How to Make the Best Holiday Potatoes
Potatoes have an important supporting role at the holiday table. But good potatoes can go bad if you don’t know how to cook them, or if you choose the wrong variety at the wrong time. Our collection of proven holiday potato recipes starts with the basic mashed potato recipe, but includes show-stopper potatoes, potato casseroles, and cheesy potatoes that will feed a crowded holiday table.
Since potatoes seem almost indestructible compared with other vegetables, little thought is generally given to their storage. But because various problems can result from inadequate storage conditions, we decided to find out how much difference storage really makes. We stored all-purpose potatoes in five environments: in a cool (50-60 degrees), dark place; in the refrigerator; in a basket near a sunlit window; in a warm (70-80 degrees), dark place; and in a drawer with some onions at room temperature. We checked all the potatoes after four weeks.
As expected, the potatoes stored in the cool, dark place were firm, had not sprouted, and were crisp and moist when cut. There were no negative marks on the potatoes stored in the refrigerator, either. Although some experts say that the sugar level dramatically increases in some potato varieties under these conditions, we could not see or taste any difference between these potatoes and the ones stored in the cool, dark but unrefrigerated environment.
Our last three storage tests produced unfavorable results. The potatoes stored in sunlight, in warm storage, and with onions ended up with a greenish tinge along the edges. When potatoes are stressed by improper storage, the level of naturally occurring toxins increases, causing the greenish tinge known as solanine. Because solanine is not destroyed by cooking, any part of the potato with this greenish coloring should be completely cut away before cooking. In addition, the skin of the potatoes stored in sunlight became gray and mottled, while the potatoes stored in a warm place and those stored with onions sprouted and became soft and wrinkled. Sprouts also contain increased levels of solanine and should be cut away before cooking.
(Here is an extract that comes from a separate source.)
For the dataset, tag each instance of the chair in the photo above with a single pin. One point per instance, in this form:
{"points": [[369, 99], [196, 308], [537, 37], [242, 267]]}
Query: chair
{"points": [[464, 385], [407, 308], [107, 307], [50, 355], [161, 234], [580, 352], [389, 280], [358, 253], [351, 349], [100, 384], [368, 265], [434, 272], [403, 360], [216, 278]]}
Storing Potatoes with an Apple
To determine if we could achieve even better results by storing potatoes with an apple, we stored two 5-pound bags of russet potatoes, one with an apple and the other without, in a dry, dark, cool, well-ventilated spot and checked on both bags every other day for eight weeks. The potatoes in both bags looked fine until the three-week point, when one of the potatoes stored without the apple began to sprout. Two weeks later all but one of the potatoes stored without the apple had sprouted.
By comparison, the potatoes stored with the apple remained firm and free of sprouts, though a great deal of condensation had built up in the bag. At the eight-week point the potatoes without the apple were largely soft, shriveled, and sad looking. The potatoes stored with the apple, on the other hand, were mostly firm (small soft spots had developed on two of them) and looked good.
Dr. Greg Porter, associate professor of agronomy, and Dr. Alfred Bushway, professor of food science and human nutrition, both at the University of Maine in Orono, concurred that the ripe apple gives off ethylene gas as it respires. Simply put, the ethylene gas, as well as other organic alcohols emitted by the apple, suppresses the elongation of the potatoes’ cells, which is what causes the sprouts to form.
Most recipes for boiled potatoes call for starting the spuds in cold water so that they will come up to temperature slowly and cook evenly throughout. In an attempt to shorten the cooking time, we tried letting water boil before adding the potatoes. In a side-by-side test, tasters preferred the potatoes started in cold water for their uniformly creamy texture.
Many grocery stores carry three varieties of sweet potatoes: Beauregards, Jewels, and Red Garnets. To see if we could detect any differences among the three, we tasted them in a simple mash as well as in our recipe for Sweet Potato Biscuits. Beauregards, the most common variety, made great biscuits—buttery-sweet and fluffy—and were tasty, albeit one-dimensionally sweet, as a plain mash. The flesh of the Jewels was less sweet than the Beauregards but with an equally firm texture. Red Garnets, decidedly more savory than the others, had an earthiness that tasters appreciated in the mash. Their loose, watery texture, however, made the biscuits slightly gummy.